After changing into my wetsuit in the rain (a treat all on its own) I handed my bag to my support crew and hit off for the beach for my warm-up for the swim, to find that slow peace that comes before the race. As I put on my swim cap, it tore, straight down the middle, in two. Not ideal considering the water temperature.

I spent 20minutes looking for the lady with the swim caps. She was not in any of the four places I was told she would be and in the end, I stood on the beach, front row, sans warmth protection, ready to swim through the PRO pack. I was very calm, but knew it would be a case of hurt, relax, and hurt again.

The gun went off; I got a fantastic start into the water and was in the pack I wanted to be in before the first buoy. I settled into the pack as we rounded it and at that moment we hit the chop in the water. Your top and bottom half of the body were never moving in the same direction. You swallowed plenty of the Indian Ocean. The swim was survival, most highlighted by the fact that the swim took 60minutes, rather than the 48-49 I was expecting. I sat in the back of the pack for both laps and just got through it. The occasional smell of boat fuel and pulling on a random jelly fish here and there were the only things that distracted from the task of swimming between two people and laughing a little when the swell pushed us into a knot.

I opted for a gilet and arm warmers in T1. I knew the goal of riding in a legal pack of PRO guys was gone when I looked at the weather. The goals for the day, time and experience wise, were gone. I had to deal with that quickly. I knew you could never make up what you lost on a day like this, in other words:

The tailwind section never makes up for the headwind slog.
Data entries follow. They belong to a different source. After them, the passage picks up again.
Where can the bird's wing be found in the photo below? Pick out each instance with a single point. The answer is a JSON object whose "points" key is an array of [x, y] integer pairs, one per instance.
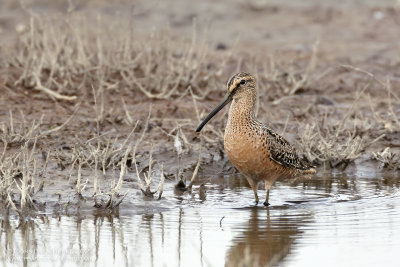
{"points": [[283, 153]]}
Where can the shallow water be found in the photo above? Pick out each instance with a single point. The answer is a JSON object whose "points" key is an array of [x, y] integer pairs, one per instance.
{"points": [[329, 220]]}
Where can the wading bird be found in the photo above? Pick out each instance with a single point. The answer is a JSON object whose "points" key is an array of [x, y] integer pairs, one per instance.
{"points": [[254, 149]]}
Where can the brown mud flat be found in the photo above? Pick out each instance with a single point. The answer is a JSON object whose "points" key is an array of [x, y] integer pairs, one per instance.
{"points": [[128, 98]]}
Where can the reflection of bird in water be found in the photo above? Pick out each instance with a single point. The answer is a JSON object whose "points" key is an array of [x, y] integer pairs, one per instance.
{"points": [[265, 241], [255, 150]]}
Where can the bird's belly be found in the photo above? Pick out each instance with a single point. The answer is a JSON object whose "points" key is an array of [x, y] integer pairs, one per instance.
{"points": [[251, 157]]}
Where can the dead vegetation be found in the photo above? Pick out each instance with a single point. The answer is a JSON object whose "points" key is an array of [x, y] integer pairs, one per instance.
{"points": [[180, 76]]}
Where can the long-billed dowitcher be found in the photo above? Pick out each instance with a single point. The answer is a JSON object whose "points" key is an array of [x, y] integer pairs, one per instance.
{"points": [[255, 150]]}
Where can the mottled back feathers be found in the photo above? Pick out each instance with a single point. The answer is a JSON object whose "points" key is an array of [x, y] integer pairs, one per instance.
{"points": [[282, 152]]}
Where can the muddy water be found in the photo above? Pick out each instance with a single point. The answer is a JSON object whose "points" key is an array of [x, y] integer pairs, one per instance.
{"points": [[329, 220]]}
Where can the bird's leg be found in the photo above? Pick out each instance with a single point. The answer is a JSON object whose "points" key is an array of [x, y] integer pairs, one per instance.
{"points": [[267, 188], [254, 187]]}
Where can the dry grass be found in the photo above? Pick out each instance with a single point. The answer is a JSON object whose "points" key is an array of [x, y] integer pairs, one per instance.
{"points": [[81, 62], [21, 178]]}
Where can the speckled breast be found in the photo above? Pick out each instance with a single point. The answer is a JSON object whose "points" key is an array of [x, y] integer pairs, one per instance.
{"points": [[250, 155]]}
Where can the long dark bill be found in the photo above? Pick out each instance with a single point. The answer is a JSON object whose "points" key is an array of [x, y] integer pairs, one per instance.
{"points": [[215, 111]]}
The body that drove me at 70.3 was never present on Ironman day. There was no smoothness, no effortless power, and no open mind. I knew I would have to push it where it had never gone before. I knew it would not be pretty. I knew I would spend the day holding back, but charging, just a little too hard, to get what I needed by the red carpet. I knew I would need every trick in the book to get to the line first in my age group.
I rode conservatively, especially on the hills. You don’t want to see you`re going much slower than you anticipated. But you have to accept that. I think that was the toughest part of the entire day – accepting the weather and making the most of it. For many people I spoke to after the race that didn’t happen and they pushed, chasing a number perhaps. It ended in many tears.

At the top of lap 2 on the bike, while refilling the aero bottle between the aerobars, a gust of wind pushed a rider I was lapping 90 degrees out onto the road and I had to throw my own nutrition away to avoid him, desperately avoiding a crash. When I looked back for my bottle, which had all my calories in, it was gone. The wind had blown it back down the hill and it was nowhere to be seen.

Poo.

It was time to make the most of it and accept that the tummy would be a mess later. I couldn’t let it affect my day.

It was a battle out there against the wind but the real battle was in the mind. Holding back at the right times, pushing a little to make sure you got the most out of every piece of the road, where the wind may be turning, etc. In a world of instant fixed, instant satisfaction and every piece of information we want at our fingertips, Ironman South Africa 2012 represented everything opposite. Patience, hope, unknowing circumstances around every turn, lack of information about what to expect in the next hour…

At 120km into the ride I was passed by a pack of 4 riders riding a maximum of 4m apart. I moaned at their drafting but got nothing back from them as they moved up the road. I asked a Marshall to check out their tactics and got told to keep quiet and let them do their job. Not ideal.

At 150km my arms and legs were cramping. Not ideal. Balancing the bike for 4 hours in 80km/h gusts of wind was taking its toll. I had 30km to ride and 42km to run and a charging Tristan Kelly to deal with. The rest of our age group was fading fast and at this point I had to have some serious words with myself to motivate myself for the run. I knew it would be close and I knew I would have to squeeze everything I could out of my body to keep that Kelly at bay.

T2 was quick, leaving the visor behind as the wind was now plain old disgusting. The FAAS800’s were out onto the road and I wanted to keep the distance steady and ran the first 10km very steadily. I had to keep him at bay for as long as possible. If he smelt I was weakening or thought he could catch me for sure, I knew he would find the strength.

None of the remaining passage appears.